Process

When new clients engage Zemenick & Walker, Inc. as their Investment Advisor, we begin a detailed due diligence process that results in the creation and implementation of a detailed investment plan.  The process is outlined below:

1. Comprehensive Due Diligence

Each new client relationship begins with a review of all relevant information, including such items as copies of brokerage statements, recent tax returns, trust agreements, wills, insurance policies, and employment compensation packages. This information is often incorporated in discussions about historical and projected expense levels, client risk tolerance and goals, and the preparation of a detailed statement of financial condition and asset allocation.

2. Establish Investment Policy

An Investment Policy is drafted after the due diligence process is completed and once the prospective client has decided to engage Zemenick & Walker, Inc. The policy includes a profile of the client, agreed upon asset allocation ranges, expected long-term returns along with an outline of approved investments for the client's portfolio. This document then outlines the strategic goals for the client portfolio and the tools available to accomplish them.

3. Implement Investment Policy

Once the Investment Policy is finalized, specific recommendations are made by Zemenick & Walker, Inc. to accomplish these goals. Adjustments in equity exposure, evaluation of incentive stock options, and the establishment of a laddered portfolio of bonds are just a few examples of specific recommendations our firm may make in the implementation phase.

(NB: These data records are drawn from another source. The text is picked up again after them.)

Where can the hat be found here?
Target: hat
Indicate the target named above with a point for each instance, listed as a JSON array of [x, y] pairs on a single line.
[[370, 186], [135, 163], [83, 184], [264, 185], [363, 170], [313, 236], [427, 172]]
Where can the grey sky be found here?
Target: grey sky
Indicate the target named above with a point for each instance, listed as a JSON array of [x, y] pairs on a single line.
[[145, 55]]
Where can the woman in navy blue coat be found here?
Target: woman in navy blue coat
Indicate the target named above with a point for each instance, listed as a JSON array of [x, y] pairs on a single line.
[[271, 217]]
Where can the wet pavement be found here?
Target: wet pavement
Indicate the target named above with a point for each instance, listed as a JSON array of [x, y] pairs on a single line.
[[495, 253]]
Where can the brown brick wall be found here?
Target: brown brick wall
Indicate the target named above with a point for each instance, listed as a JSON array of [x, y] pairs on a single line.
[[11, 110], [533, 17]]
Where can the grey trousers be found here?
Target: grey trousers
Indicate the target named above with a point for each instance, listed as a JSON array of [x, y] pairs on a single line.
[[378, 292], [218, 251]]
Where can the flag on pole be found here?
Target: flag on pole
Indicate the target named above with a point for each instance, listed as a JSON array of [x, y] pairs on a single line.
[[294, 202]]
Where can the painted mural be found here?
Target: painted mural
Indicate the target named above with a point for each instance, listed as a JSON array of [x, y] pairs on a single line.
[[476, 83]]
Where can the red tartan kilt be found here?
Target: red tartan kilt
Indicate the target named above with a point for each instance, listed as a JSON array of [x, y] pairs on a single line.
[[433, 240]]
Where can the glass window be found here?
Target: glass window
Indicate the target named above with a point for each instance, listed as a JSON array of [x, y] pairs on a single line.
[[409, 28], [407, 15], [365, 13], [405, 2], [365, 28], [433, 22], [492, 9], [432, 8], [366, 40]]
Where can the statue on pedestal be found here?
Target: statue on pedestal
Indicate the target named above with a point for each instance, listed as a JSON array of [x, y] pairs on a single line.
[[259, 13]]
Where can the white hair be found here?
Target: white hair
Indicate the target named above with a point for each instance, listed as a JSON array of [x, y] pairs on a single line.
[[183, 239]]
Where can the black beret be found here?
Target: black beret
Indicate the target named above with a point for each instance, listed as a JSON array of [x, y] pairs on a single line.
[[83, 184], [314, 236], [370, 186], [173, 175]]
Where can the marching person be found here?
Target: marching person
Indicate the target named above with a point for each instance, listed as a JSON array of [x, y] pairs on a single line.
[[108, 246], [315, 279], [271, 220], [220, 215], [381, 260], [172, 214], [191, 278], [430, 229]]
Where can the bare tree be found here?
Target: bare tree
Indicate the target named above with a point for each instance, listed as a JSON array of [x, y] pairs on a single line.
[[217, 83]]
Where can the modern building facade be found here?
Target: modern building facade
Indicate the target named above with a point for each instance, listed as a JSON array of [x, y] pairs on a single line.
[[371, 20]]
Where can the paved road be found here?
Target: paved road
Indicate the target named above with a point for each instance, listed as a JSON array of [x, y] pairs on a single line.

Once the client approves the proposal, our firm handles the rest; equity managers are hired and funded, bonds are purchased, cash is managed.

4. Monitoring and Reporting

Quarterly client investment meetings are held to review portfolio performance, cash requirements, tax position, estate considerations and to make investment recommendations. To keep the client informed about the health of their portfolio, we also discuss market conditions along with investment research and the state of the economy.

Throughout the year, estate planning issues are addressed as well as retirement planning, educational savings and employee stock option programs.  Prior to each year-end, realized and unrealized gains and losses are reviewed to manage tax liability.   We realize the importance of keeping clients' professional constituencies abreast of their investment portfolios.  As such, the firm is often in contact with their tax advisors and attorneys concerning tax and estate planning issues.